Studio album by Chenoa
- Released: October 20, 2003 (Spain)
- Recorded: July–September, 2003 in Miami and Madrid.
- Genre: Pop, Rock, Latin.
- Length: 46:29
- Label: Sony BMG, Jive/Zomba, Vale Music
- Producer: Carlos Quintero

Chenoa chronology
| Mis Canciones Favoritas (2003) | Soy Mujer (2003) | Nada Es Igual (2005) |

= Soy Mujer =

Soy Mujer (I'm a Woman), is the third album released by Argentine-Spanish music artist Chenoa (second of studio), following Chenoa and the unplugged album Mis Canciones Favoritas. It was recorded in Miami and Madrid from July to September 2003. It is a pop, rock, dance, and Latin album, all mixed with Arab and anglosaxon sounds. Like her first work, the album contains two songs in English, "Why You Doin' Like That" and the bonus track "What My Heart Wants To Say" featuring Gareth Gates.

Released on October 20, 2003, it reached number one in the Spanish album chart, and sold more than 200,000 copies in that country, after 47 weeks in the Top 100.

The first single, "En Tu Cruz Me Clavaste" reached one more #1 hit for Chenoa in Spain, and was preceded by "Soy Lo Que Me Das" #2, "Siete Pétalos" #2, "Dame" #1 and finally only for promotion "Soy Mujer".

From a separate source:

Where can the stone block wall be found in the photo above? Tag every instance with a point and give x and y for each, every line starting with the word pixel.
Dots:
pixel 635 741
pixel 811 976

In May and June 2004 she started "Soy Mujer" promotional tour around Venezuela, Puerto Rico and Argentina. In December she visited Panama, Costa Rica and Dominican Republic.

Professional ratings
Review scores
| Source | Rating |
| Allmusic | Star Half star |

==Track listing==

1. "En Tu Cruz Me Clavaste" - 3:45
2. "Dame" - 3:18
3. "Si No Estás" - 3:51
4. "Profano O Sagrado" - 4:26
5. "Siete Pétalos" - 3:09
6. "Sigo Aquí" - 4:12
7. "Soy Lo Que Me Das" - 4:01
8. "En Otro Cielo" - 3:24
9. "Soy Mujer" - 4:31
10. "Qué Puedo Hacer" - 3:49
11. "Why You Doin' Like That" - 3:19
12. "Adiós" - 4:44
13. Bonus Track: "What My Heart Wants To Say" (With Gareth Gates)

==Singles==

| Release date | Single | SPA | VEN |
|---|---|---|---|
| October, 2003 | En Tu Cruz Me Clavaste Written by Luque. | 1 | 1 |
| January, 2004 | Soy Lo Que Me Das Written by Luque. | 2 |  |
| April, 2004 | Siete Pétalos Written by Minoia & Pinilla Rogado. | 2 |  |
| August, 2004 | Dame Written by Alvarez, Nicolás, Velázquez. | 1 |  |
| 2004 | Soy Mujer Written by Alvarez, Luque, Nicolás, Velázquez. | Promo Only |  |

==Charts==

| Chart | Provider | Peak position | Weeks on Chart | Certification | Sales |
|---|---|---|---|---|---|
| Spain | Promusicae | 1 | 47 | 2× Platinum | 220,000+ |
| Venezuela | Recordland | 2 | — | — | — |

==Awards==

One more time, she was nominated for the Spanish music industry awards Premios Amigo, now in the categories of best female artist and completed an 80-date tour in Spain. In 2004 she was nominated for the Tu Música award as best new artist, in Puerto Rico.

Venezuela has awarded Chenoa in 2005 with the Mara de Oro to the best new international artist of the year.